The composition of tomorrow’s forests—the species of trees, their growth rates, and the services they provide—may be shaped by these changing underground economics. Some trees, adapted to work with specific fungal partners, may thrive or decline depending on how well those partnerships fit the new environmental realities. These dynamics will shape not only forest productivity but also biodiversity, wildlife habitats, and even the stability of the global carbon budget.

From Mold to Mycorrhizae: Fungi as Carbon Gatekeepers
At MoldNewsHub, the fungal story often focuses on their roles as invaders—molds fouling air, crops, or buildings. But here, fungi are infrastructure, quietly governing the largest carbon sink on land.
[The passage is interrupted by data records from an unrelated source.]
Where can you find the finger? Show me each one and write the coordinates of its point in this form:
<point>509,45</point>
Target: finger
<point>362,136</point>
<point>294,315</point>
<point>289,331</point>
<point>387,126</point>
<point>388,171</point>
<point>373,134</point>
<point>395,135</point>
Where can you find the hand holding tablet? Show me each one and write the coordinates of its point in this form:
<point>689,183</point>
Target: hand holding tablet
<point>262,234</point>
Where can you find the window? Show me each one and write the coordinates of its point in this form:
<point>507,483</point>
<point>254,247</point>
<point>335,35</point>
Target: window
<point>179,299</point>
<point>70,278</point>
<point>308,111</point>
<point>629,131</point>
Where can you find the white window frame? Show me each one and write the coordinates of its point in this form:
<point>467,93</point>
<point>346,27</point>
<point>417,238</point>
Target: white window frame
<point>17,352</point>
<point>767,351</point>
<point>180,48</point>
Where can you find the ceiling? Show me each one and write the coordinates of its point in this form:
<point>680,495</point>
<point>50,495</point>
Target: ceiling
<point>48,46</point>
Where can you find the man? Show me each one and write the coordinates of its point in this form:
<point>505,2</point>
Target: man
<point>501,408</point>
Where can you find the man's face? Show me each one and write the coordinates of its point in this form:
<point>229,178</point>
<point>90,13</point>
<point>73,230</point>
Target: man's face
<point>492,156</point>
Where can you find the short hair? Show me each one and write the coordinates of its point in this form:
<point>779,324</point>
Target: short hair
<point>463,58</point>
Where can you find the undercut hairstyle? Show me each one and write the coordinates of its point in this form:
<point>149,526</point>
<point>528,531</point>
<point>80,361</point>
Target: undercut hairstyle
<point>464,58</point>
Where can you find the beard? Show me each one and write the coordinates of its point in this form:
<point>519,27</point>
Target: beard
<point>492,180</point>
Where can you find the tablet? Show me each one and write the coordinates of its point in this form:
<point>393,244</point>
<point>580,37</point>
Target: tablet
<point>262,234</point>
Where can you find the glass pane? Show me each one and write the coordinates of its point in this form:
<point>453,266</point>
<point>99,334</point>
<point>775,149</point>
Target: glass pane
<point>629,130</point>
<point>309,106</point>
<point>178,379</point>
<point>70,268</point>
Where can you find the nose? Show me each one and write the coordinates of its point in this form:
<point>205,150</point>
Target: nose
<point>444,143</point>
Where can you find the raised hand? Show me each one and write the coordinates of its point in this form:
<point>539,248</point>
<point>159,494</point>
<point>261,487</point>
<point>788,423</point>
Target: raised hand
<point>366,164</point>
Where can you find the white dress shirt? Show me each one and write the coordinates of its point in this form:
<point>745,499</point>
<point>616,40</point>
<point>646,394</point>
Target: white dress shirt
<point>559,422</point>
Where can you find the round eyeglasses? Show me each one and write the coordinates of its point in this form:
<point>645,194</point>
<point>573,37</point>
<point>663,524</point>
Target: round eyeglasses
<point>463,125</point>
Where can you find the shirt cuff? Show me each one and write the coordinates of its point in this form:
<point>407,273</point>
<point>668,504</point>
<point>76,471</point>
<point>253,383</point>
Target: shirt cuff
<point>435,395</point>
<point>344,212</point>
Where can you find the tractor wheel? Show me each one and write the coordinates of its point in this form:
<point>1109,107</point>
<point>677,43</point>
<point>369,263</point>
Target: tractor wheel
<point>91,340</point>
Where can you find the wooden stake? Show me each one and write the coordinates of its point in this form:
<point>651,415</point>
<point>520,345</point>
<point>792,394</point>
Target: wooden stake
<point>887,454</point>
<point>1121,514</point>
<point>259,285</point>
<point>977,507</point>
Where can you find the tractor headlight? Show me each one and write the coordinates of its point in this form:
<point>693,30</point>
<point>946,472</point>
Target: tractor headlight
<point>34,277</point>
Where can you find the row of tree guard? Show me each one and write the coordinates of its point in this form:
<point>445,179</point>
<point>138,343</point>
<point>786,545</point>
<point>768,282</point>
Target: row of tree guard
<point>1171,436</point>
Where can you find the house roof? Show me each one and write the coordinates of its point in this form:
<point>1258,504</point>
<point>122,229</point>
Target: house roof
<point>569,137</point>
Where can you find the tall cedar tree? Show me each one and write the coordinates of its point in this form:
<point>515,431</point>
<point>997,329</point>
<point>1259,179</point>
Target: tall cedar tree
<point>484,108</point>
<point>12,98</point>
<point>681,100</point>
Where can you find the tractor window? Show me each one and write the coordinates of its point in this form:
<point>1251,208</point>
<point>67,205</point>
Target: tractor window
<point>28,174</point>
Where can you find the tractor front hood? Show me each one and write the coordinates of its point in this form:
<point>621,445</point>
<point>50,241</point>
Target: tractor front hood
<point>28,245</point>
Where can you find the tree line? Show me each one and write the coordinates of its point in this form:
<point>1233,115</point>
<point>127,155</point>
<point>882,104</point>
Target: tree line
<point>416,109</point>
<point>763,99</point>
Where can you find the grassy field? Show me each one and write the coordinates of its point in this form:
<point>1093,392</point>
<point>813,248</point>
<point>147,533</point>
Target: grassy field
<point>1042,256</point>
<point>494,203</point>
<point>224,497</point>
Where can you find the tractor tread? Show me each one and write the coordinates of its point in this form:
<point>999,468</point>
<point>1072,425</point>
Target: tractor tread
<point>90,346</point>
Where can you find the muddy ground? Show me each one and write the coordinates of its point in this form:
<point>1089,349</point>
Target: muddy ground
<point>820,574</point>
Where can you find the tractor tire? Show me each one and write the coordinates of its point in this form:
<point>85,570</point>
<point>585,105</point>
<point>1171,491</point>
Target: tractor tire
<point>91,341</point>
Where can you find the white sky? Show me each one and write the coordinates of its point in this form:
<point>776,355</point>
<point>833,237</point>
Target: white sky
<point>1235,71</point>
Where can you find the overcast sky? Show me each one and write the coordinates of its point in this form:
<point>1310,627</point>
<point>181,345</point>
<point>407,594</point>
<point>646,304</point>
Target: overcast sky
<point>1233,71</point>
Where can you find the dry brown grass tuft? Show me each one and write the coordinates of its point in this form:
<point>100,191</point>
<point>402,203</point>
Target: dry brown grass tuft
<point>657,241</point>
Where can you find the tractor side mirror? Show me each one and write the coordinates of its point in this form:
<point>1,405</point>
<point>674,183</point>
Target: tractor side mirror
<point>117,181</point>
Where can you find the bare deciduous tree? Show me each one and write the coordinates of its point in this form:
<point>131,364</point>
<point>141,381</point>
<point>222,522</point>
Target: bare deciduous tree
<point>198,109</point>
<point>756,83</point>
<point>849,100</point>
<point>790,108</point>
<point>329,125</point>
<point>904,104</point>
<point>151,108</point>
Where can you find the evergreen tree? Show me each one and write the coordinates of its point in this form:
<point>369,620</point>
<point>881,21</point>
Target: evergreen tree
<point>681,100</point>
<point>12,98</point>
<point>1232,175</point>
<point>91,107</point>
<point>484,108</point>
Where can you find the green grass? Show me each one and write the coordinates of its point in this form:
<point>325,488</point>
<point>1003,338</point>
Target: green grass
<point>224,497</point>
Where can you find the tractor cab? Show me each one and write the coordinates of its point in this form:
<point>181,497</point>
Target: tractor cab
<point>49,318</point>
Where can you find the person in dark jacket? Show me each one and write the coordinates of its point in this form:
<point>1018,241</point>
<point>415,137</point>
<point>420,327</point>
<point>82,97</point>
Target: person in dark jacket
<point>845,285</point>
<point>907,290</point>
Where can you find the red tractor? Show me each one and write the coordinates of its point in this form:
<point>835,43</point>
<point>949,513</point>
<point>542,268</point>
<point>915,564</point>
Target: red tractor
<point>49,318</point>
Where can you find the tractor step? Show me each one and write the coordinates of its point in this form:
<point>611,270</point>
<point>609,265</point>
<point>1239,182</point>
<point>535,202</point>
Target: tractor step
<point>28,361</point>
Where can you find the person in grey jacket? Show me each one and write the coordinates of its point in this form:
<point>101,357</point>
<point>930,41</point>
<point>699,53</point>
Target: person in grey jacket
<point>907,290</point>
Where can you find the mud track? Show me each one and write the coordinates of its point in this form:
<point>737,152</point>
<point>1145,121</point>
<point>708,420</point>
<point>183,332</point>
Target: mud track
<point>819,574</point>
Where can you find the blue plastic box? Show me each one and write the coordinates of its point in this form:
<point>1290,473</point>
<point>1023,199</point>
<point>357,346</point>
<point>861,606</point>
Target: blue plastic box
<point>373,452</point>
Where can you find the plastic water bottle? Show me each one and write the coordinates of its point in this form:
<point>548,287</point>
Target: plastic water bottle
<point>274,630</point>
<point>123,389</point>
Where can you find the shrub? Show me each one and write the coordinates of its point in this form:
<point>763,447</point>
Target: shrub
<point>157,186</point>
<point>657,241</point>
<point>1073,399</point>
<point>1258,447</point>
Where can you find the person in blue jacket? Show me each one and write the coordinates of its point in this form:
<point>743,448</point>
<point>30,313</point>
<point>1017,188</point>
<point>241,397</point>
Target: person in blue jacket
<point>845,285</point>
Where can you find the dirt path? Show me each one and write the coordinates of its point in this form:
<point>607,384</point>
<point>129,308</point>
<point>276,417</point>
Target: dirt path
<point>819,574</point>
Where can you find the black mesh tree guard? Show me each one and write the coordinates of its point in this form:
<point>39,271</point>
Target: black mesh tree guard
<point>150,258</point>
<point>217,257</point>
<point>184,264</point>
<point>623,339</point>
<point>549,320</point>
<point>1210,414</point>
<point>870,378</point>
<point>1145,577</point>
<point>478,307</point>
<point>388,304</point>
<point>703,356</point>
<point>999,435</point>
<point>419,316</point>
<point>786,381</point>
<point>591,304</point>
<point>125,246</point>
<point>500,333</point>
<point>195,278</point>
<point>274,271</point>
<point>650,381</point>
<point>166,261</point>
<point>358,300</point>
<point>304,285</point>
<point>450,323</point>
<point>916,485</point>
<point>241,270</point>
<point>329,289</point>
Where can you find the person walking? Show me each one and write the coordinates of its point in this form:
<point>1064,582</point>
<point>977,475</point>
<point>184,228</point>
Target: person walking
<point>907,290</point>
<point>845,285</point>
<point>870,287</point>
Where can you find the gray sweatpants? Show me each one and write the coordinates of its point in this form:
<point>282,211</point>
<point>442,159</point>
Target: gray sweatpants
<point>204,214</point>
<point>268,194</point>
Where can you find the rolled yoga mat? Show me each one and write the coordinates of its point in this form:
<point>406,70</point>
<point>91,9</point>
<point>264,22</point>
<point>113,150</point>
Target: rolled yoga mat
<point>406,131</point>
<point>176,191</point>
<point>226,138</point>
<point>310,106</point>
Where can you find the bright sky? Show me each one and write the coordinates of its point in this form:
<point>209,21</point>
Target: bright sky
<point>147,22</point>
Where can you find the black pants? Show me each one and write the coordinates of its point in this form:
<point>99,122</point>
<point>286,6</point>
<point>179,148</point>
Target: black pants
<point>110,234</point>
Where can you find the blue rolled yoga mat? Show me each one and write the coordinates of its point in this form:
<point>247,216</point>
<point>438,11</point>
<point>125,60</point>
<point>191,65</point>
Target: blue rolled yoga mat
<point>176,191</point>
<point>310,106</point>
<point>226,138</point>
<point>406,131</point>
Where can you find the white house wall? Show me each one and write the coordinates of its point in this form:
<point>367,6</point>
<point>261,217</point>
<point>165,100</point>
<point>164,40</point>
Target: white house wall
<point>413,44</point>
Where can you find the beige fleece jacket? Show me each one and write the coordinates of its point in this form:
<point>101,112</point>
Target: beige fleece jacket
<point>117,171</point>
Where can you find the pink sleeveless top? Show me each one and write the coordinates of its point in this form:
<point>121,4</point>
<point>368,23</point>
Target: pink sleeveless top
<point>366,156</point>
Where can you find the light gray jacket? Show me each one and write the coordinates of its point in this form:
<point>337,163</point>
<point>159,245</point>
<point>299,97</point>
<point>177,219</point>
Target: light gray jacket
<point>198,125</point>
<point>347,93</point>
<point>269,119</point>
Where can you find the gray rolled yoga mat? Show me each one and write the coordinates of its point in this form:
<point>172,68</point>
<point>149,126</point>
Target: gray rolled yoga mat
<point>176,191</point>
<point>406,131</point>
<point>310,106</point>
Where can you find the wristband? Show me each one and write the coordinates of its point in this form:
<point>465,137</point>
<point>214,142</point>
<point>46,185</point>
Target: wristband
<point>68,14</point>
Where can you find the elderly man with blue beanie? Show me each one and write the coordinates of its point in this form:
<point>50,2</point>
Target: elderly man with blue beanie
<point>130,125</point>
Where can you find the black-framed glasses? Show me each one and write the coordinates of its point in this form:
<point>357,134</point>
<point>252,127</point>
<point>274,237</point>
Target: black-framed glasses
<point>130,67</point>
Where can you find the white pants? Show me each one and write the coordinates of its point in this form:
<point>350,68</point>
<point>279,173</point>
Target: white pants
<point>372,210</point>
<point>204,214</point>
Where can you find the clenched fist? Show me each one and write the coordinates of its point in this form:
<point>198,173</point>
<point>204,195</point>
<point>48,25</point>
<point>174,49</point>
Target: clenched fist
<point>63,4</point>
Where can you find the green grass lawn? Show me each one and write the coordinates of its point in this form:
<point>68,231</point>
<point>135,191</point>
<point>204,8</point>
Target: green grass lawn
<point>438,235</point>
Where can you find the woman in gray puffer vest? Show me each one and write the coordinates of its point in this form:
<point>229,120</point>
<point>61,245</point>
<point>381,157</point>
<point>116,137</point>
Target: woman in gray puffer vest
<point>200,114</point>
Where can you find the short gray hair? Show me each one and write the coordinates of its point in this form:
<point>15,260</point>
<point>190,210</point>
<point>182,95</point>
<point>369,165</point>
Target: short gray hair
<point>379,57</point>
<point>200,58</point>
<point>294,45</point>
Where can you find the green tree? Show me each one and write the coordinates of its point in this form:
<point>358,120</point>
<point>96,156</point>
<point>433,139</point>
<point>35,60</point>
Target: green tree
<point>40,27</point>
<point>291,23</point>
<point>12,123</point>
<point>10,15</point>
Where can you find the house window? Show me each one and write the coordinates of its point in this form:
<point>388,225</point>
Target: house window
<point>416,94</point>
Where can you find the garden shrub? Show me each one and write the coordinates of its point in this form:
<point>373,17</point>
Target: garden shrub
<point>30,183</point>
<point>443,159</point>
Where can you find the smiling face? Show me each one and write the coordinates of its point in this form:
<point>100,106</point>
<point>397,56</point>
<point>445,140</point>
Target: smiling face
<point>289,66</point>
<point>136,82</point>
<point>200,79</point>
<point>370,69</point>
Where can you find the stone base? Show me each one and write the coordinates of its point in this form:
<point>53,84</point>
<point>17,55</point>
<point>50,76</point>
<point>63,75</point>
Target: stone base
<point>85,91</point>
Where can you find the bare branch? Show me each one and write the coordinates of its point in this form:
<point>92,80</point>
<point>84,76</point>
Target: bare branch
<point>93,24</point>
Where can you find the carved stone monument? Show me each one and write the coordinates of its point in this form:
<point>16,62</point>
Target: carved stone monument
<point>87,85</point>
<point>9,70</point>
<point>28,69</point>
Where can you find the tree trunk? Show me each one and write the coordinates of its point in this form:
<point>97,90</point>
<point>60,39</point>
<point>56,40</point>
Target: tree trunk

They don’t merely decompose old wood or colonize forgotten corners; they regulate how much carbon forests can keep locked away and how deeply nutrients flow into the biosphere.
This new lens reframes fungi as active agents in Earth’s climate system—a network of toll booths deciding just how fast carbon moves from atmosphere to soil and back again.

Teslo’s Final Reflection
Beneath every forest, the carbon economy is constantly renegotiated. Trees invest, fungi collect, and the terms change with every degree of warming, every pulse of nitrogen, every shift in atmospheric CO₂. In the 21st century, understanding these “root deals” is as important as any aboveground policy.
If the planet’s carbon future hinges on forests, then forests depend on their invisible fungal financiers. The question now is: in an age of climate volatility, can we manage or at least predict the ever-shifting price of this most ancient contract?
References
Academic sources
Shao, S., et al. (2025). Carbon allocation to mycorrhizal fungi under global change: Insights from the Myco-CORPSE model. Nature Climate Change.